Axler
Linear Algebra Done Right
by Sheldon Axler
Axler's text is renowned for its decision to banish determinants to the end of the book. This forces the student to understand linear maps, eigenvalues, and inner product spaces based on their geometric properties rather than algebraic formulas. This "operator-centric" view aligns perfectly with modern deep learning, where layers are viewed as operators acting on function spaces. It builds the mental models necessary to understand concepts like Low-Rank Adaptation (LoRA) and the spectral properties of weight matrices, which are crucial for understanding model stability and compression.
Strang
Introduction to Linear Algebra
by Gilbert Strang
While Axler provides rigor, Strang provides the connection to computation. His focus on the "Four Fundamental Subspaces" provides a concrete mental image of how matrices manipulate data.
Hubbard & Hubbard
Vector Calculus, Linear Algebra, and Differential Forms: A Unified Approach
by John H. Hubbard, Barbara Burke Hubbard
This book is legendary among mathematics enthusiasts for treating the derivative not just as a number or a vector, but as a linear transformation (the Jacobian matrix) that best approximates a function near a point. This viewpoint is exactly how automatic differentiation engines (like PyTorch's autograd) operate—computing Jacobian-Vector products. It integrates linear algebra and calculus seamlessly, which is how they appear in machine learning. It provides proofs that allow a researcher to understand *when* optimization might fail (e.g., non-differentiable points like ReLU at 0, saddle points).
Spivak
Calculus on Manifolds
by Michael Spivak
A concise, dense classic. While elegant, Hubbard & Hubbard is generally preferred for self-study due to its more explanatory nature and unified approach.
Blitzstein & Hwang
Introduction to Probability
by Joseph Blitzstein, Jessica Hwang
Based on the famous Harvard Stat 110 course. This book is unrivaled in building *intuition*. It emphasizes "story proofs"—understanding *why* a formula works through narrative logic rather than algebraic manipulation.
Wasserman
All of Statistics: A Concise Course in Statistical Inference
by Larry Wasserman
This book covers a massive amount of ground—from basic probability to VC dimension and bootstrapping—very quickly. It is an excellent bridge to the "Elements of Statistical Learning."
Skiena
The Algorithm Design Manual
by Steven Skiena
Unlike the standard *Introduction to Algorithms* (CLRS), which is encyclopedic and theoretical, Skiena's book focuses on the *design* process and practical "war stories." It teaches you how to recognize a problem type and select the right tool, which is critical for research interviews and actual engineering work.
CS:APP
Computer Systems: A Programmer's Perspective
by Randal E. Bryant, David R. O'Hallaron
This is the standard text for understanding how software interacts with hardware.
PRML
Pattern Recognition and Machine Learning
by Christopher Bishop
This book is the gold standard for the **Bayesian** perspective. It explains regularization not just as a heuristic, but as a prior belief on the model parameters.
ESL
The Elements of Statistical Learning
by Trevor Hastie, Robert Tibshirani, Jerome Friedman
This text is more "frequentist" and statistical, excellent for understanding the bias-variance tradeoff and decision trees.

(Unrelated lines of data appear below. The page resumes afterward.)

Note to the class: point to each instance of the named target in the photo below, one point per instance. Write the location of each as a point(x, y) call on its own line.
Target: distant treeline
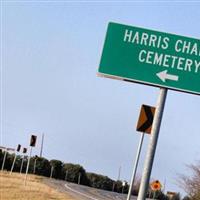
point(63, 171)
point(73, 173)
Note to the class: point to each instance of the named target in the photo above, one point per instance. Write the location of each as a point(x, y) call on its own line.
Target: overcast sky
point(50, 56)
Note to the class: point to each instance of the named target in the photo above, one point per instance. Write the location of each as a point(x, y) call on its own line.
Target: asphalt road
point(80, 192)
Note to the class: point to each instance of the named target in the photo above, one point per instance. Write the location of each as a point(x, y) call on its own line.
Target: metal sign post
point(79, 178)
point(66, 174)
point(4, 159)
point(13, 164)
point(135, 166)
point(35, 161)
point(152, 145)
point(27, 167)
point(51, 174)
point(22, 164)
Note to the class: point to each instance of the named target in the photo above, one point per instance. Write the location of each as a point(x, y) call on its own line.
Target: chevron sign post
point(144, 125)
point(146, 119)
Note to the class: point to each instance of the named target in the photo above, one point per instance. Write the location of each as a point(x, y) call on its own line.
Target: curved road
point(80, 192)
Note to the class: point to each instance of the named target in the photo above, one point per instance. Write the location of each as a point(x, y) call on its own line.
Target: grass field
point(12, 188)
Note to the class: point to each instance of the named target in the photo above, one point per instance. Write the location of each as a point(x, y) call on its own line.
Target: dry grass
point(12, 188)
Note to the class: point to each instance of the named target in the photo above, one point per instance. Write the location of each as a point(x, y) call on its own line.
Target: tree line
point(74, 173)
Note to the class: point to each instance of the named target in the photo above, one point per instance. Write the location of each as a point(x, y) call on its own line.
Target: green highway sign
point(151, 57)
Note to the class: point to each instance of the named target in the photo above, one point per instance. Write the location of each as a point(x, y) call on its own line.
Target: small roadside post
point(51, 174)
point(144, 125)
point(79, 178)
point(13, 164)
point(24, 152)
point(32, 144)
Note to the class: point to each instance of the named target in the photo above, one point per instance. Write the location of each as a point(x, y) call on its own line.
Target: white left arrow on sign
point(165, 76)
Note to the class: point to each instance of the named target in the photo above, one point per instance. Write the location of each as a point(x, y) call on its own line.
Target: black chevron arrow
point(149, 121)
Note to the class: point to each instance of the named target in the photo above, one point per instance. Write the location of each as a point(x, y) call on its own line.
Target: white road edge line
point(80, 193)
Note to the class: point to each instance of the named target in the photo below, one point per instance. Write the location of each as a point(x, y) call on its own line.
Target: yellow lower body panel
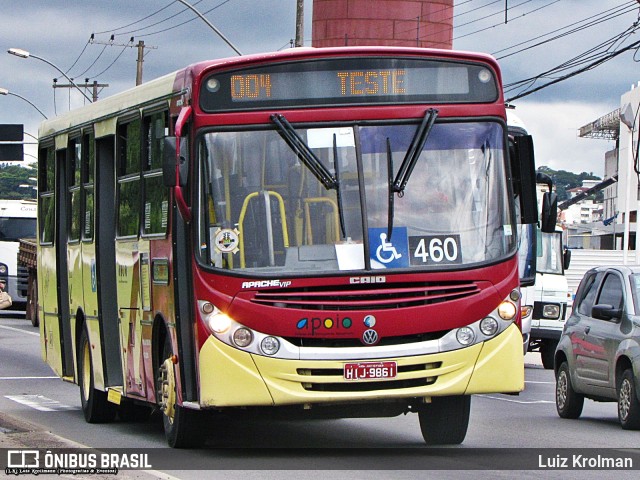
point(230, 377)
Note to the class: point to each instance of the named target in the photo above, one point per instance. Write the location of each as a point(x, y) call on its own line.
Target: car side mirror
point(606, 312)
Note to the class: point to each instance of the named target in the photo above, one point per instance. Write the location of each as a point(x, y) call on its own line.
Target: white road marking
point(37, 334)
point(29, 378)
point(516, 401)
point(40, 402)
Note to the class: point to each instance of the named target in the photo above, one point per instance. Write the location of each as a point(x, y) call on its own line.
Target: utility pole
point(140, 46)
point(94, 86)
point(300, 24)
point(139, 62)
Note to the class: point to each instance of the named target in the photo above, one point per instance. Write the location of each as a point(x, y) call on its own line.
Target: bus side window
point(75, 162)
point(128, 172)
point(156, 195)
point(88, 162)
point(46, 193)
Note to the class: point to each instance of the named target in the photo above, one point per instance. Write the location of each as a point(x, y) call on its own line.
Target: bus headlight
point(228, 331)
point(485, 329)
point(489, 326)
point(465, 336)
point(242, 337)
point(270, 345)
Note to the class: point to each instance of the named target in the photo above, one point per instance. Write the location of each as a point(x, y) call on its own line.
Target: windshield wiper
point(338, 194)
point(391, 200)
point(299, 146)
point(414, 151)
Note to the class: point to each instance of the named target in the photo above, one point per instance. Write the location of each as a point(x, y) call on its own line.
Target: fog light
point(465, 336)
point(219, 322)
point(551, 311)
point(242, 337)
point(507, 311)
point(207, 308)
point(489, 326)
point(270, 345)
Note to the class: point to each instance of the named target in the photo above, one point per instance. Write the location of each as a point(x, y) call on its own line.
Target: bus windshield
point(12, 229)
point(265, 209)
point(549, 253)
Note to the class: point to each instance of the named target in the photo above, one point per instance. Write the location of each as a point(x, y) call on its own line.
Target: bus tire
point(569, 403)
point(179, 423)
point(95, 406)
point(445, 420)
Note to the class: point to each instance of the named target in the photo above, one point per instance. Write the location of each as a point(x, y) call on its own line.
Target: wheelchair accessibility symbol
point(387, 253)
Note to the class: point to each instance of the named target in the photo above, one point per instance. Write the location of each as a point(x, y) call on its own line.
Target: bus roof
point(174, 84)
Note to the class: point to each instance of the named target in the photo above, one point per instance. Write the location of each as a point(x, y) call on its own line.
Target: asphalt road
point(38, 410)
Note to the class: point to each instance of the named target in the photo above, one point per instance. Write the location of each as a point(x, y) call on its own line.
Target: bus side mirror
point(566, 259)
point(524, 177)
point(549, 212)
point(169, 163)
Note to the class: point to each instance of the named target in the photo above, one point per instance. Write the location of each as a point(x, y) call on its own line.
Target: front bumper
point(231, 378)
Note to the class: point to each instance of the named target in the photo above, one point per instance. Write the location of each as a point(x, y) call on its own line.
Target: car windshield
point(267, 207)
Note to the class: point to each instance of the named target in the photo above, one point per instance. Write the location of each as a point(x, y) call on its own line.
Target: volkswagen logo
point(370, 337)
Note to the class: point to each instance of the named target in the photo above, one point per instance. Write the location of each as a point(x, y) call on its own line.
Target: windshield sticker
point(323, 137)
point(389, 253)
point(226, 240)
point(435, 250)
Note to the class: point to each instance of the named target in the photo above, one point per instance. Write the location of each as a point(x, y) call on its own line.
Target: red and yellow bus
point(317, 232)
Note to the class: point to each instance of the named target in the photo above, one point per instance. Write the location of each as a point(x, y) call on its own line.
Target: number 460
point(437, 250)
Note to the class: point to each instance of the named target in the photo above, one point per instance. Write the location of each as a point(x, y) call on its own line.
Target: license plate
point(370, 370)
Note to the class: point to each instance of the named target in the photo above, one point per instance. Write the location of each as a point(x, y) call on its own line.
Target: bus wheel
point(95, 406)
point(444, 421)
point(177, 421)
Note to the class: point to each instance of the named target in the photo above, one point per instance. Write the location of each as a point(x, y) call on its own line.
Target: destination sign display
point(342, 81)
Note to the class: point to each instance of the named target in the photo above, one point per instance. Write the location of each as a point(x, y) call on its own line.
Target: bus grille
point(331, 380)
point(366, 297)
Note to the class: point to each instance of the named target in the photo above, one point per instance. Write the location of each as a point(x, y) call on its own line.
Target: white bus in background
point(544, 305)
point(17, 221)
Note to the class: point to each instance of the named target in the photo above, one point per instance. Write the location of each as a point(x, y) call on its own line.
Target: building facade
point(421, 23)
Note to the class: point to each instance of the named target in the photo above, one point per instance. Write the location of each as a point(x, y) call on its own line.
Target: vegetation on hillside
point(567, 180)
point(17, 181)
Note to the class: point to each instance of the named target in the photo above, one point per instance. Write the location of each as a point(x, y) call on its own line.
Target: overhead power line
point(590, 66)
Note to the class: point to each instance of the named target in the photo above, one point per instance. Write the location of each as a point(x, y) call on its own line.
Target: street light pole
point(18, 52)
point(4, 91)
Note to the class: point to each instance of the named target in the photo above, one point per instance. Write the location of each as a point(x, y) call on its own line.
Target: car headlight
point(551, 311)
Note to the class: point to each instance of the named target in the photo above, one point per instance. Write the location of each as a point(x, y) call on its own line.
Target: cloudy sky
point(539, 36)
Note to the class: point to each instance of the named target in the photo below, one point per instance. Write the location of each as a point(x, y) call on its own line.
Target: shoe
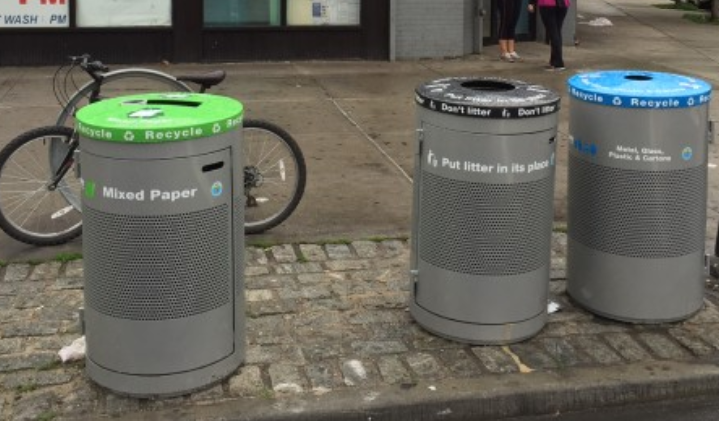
point(506, 57)
point(515, 56)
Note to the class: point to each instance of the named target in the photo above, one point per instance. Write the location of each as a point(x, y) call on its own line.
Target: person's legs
point(514, 7)
point(549, 19)
point(506, 30)
point(560, 13)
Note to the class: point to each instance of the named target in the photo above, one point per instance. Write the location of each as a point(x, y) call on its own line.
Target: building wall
point(432, 28)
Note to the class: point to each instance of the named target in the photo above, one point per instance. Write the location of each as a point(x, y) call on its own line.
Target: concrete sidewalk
point(330, 338)
point(329, 334)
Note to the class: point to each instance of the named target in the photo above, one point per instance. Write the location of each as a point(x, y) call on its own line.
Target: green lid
point(158, 118)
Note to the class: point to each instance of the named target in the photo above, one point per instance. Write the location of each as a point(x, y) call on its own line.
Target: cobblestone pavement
point(321, 318)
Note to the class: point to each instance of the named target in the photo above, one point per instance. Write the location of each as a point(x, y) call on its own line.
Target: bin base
point(635, 290)
point(164, 386)
point(475, 333)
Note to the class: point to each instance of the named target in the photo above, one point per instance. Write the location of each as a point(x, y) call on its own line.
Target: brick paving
point(321, 318)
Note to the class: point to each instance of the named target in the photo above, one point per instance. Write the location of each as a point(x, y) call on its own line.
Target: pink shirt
point(551, 3)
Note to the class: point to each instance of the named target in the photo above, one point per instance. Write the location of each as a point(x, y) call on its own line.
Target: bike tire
point(29, 211)
point(279, 166)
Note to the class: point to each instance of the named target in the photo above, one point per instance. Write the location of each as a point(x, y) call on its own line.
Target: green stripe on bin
point(159, 118)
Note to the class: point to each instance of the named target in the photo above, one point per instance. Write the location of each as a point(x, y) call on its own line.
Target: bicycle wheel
point(29, 211)
point(275, 175)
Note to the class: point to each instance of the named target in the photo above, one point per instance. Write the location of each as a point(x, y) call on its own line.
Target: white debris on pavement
point(553, 307)
point(73, 352)
point(600, 22)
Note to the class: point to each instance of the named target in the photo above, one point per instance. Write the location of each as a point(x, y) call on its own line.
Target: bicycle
point(40, 171)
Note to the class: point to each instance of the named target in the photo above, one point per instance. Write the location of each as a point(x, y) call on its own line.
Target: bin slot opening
point(488, 86)
point(174, 102)
point(641, 78)
point(213, 167)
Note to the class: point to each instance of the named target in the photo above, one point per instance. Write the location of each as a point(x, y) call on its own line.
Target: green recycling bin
point(163, 244)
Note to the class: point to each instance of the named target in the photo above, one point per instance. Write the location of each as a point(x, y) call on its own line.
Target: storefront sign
point(323, 12)
point(34, 14)
point(113, 13)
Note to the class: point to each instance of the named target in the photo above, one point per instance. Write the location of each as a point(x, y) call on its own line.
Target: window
point(232, 13)
point(117, 13)
point(238, 13)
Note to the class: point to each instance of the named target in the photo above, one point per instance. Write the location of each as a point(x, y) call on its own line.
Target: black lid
point(487, 97)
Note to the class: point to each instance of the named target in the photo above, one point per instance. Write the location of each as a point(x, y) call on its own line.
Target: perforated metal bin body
point(637, 194)
point(163, 244)
point(483, 208)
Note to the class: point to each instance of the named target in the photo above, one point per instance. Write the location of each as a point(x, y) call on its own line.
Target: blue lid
point(639, 89)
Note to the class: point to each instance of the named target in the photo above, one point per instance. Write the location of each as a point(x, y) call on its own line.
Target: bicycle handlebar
point(89, 66)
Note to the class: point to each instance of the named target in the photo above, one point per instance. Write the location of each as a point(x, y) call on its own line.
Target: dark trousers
point(553, 19)
point(508, 17)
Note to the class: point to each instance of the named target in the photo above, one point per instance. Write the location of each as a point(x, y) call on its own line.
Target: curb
point(489, 398)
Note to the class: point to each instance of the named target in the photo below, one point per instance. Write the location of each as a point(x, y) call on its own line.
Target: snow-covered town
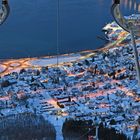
point(97, 85)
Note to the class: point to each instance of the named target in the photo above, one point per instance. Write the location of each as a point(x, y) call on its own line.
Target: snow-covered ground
point(103, 86)
point(2, 68)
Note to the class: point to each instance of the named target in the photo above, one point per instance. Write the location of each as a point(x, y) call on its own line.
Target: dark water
point(31, 27)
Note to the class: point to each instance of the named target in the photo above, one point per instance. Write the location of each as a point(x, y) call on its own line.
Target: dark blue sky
point(30, 29)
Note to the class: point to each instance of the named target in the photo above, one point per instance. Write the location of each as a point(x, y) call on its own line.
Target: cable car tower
point(4, 11)
point(130, 25)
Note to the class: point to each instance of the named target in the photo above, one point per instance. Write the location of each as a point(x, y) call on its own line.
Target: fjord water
point(30, 30)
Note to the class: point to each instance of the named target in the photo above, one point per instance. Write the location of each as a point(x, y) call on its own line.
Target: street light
point(130, 25)
point(4, 11)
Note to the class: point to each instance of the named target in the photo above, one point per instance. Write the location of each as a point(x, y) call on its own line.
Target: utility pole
point(133, 27)
point(4, 11)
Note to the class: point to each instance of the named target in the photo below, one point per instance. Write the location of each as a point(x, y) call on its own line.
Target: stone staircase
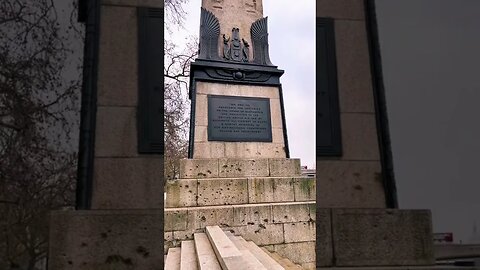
point(217, 249)
point(266, 201)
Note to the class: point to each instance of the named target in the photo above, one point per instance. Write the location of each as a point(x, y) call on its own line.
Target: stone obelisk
point(239, 174)
point(237, 106)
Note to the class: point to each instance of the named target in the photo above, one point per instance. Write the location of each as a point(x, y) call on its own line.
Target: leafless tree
point(38, 113)
point(177, 106)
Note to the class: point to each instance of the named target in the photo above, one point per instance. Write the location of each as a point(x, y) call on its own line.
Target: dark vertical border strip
point(282, 110)
point(326, 92)
point(150, 109)
point(193, 97)
point(88, 111)
point(380, 105)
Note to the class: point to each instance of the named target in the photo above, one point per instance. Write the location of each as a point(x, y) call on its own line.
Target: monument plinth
point(239, 174)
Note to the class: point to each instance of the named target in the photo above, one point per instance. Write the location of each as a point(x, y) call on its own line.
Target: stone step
point(241, 217)
point(284, 262)
point(173, 259)
point(206, 257)
point(235, 167)
point(188, 258)
point(228, 255)
point(250, 259)
point(238, 190)
point(262, 256)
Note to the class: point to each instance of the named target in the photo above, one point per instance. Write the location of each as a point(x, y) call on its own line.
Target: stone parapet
point(234, 167)
point(234, 191)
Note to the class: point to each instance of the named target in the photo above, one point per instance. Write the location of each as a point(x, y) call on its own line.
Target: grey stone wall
point(354, 179)
point(123, 179)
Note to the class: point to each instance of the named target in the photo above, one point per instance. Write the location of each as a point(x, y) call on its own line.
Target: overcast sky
point(292, 48)
point(431, 58)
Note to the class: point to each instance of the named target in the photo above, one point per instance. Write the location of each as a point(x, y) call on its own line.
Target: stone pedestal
point(266, 201)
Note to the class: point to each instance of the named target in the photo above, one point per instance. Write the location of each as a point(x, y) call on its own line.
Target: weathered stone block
point(128, 183)
point(118, 82)
point(301, 252)
point(381, 237)
point(350, 184)
point(305, 189)
point(209, 150)
point(252, 214)
point(261, 234)
point(200, 217)
point(291, 212)
point(284, 167)
point(198, 168)
point(201, 110)
point(116, 133)
point(201, 134)
point(341, 9)
point(222, 191)
point(182, 192)
point(299, 231)
point(230, 167)
point(359, 137)
point(353, 66)
point(324, 248)
point(105, 239)
point(134, 3)
point(261, 190)
point(175, 219)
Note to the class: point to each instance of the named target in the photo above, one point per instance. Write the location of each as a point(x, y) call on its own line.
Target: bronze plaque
point(239, 119)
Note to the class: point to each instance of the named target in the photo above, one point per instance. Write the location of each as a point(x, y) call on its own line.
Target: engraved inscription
point(239, 119)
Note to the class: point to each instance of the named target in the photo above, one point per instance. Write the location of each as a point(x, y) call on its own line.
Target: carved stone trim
point(209, 33)
point(259, 34)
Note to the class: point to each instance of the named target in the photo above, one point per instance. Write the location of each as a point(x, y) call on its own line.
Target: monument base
point(106, 239)
point(266, 201)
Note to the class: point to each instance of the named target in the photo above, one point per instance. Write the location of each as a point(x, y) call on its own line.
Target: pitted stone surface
point(198, 168)
point(291, 212)
point(299, 231)
point(284, 167)
point(200, 217)
point(271, 189)
point(375, 237)
point(252, 214)
point(305, 189)
point(181, 193)
point(234, 191)
point(266, 234)
point(176, 219)
point(302, 252)
point(243, 167)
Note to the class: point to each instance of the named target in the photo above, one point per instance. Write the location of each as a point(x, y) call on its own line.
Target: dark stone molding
point(150, 111)
point(228, 72)
point(329, 137)
point(88, 111)
point(233, 73)
point(381, 114)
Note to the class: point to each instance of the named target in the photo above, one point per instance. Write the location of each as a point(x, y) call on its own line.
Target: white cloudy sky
point(292, 48)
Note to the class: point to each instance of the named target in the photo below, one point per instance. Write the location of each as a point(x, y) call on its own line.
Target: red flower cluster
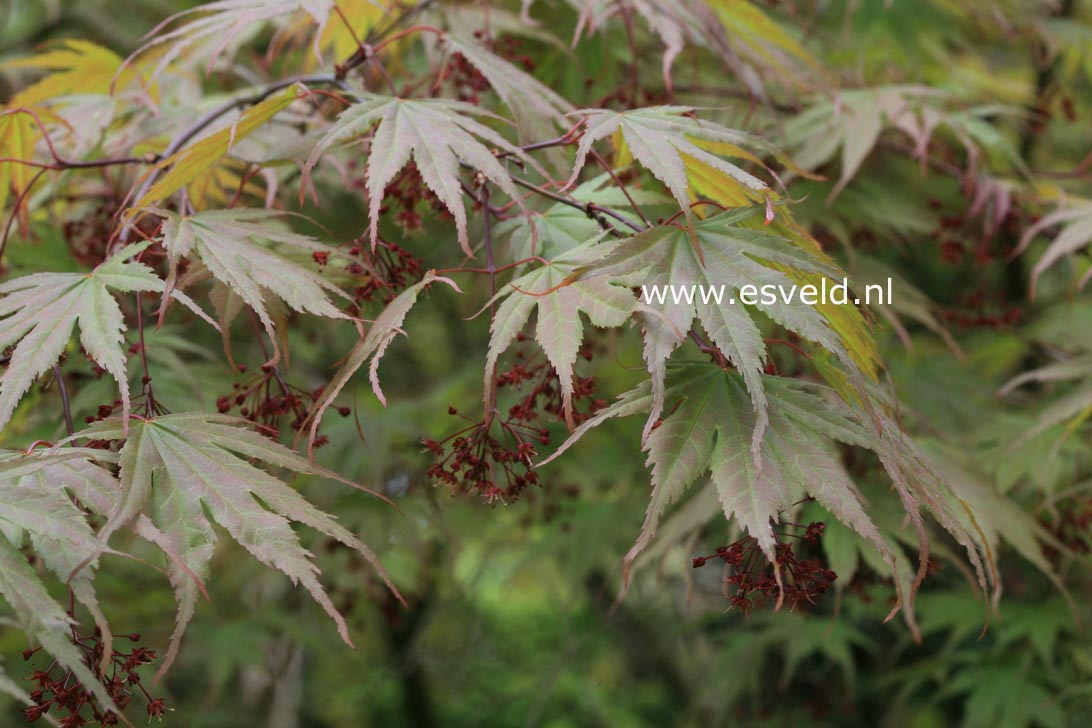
point(466, 81)
point(62, 692)
point(268, 398)
point(476, 460)
point(756, 580)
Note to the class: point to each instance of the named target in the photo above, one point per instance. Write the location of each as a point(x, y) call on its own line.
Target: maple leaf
point(561, 227)
point(537, 108)
point(79, 67)
point(193, 160)
point(755, 36)
point(711, 431)
point(235, 247)
point(855, 120)
point(713, 422)
point(676, 24)
point(40, 310)
point(187, 472)
point(36, 504)
point(734, 257)
point(224, 22)
point(665, 140)
point(372, 346)
point(19, 133)
point(606, 300)
point(438, 134)
point(1075, 235)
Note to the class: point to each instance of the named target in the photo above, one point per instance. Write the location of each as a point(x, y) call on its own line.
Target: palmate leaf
point(187, 472)
point(372, 346)
point(437, 134)
point(712, 425)
point(733, 257)
point(225, 21)
point(711, 430)
point(854, 122)
point(36, 504)
point(606, 300)
point(19, 133)
point(235, 247)
point(40, 310)
point(561, 227)
point(1076, 235)
point(198, 158)
point(537, 108)
point(78, 67)
point(665, 140)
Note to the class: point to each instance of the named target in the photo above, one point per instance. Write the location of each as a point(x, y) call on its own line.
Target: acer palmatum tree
point(210, 235)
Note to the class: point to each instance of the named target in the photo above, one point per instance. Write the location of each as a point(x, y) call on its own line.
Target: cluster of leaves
point(442, 129)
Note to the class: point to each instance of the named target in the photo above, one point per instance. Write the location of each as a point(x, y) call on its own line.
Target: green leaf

Shalev-Shwartz & Ben-David
Understanding Machine Learning: From Theory to Algorithms
by Shai Shalev-Shwartz, Shai Ben-David
This book is mathematically dense and focuses on **PAC Learning** (Probably Approximately Correct). It answers the fundamental question: "Under what conditions is learning even possible?"
Prince
Understanding Deep Learning
by Simon Prince
While Goodfellow's *Deep Learning* (2016) is a classic, it predates the Transformer revolution. Prince's book is modern, visually intuitive, and covers Transformers, Diffusion, and Generative AI. It is the superior choice for a student starting in 2025.
Hwu & Kirk
Programming Massively Parallel Processors
by David B. Kirk, Wen-mei W. Hwu
Sutton & Barto
Reinforcement Learning: An Introduction
by Richard S. Sutton, Andrew G. Barto
The foundational text of the field.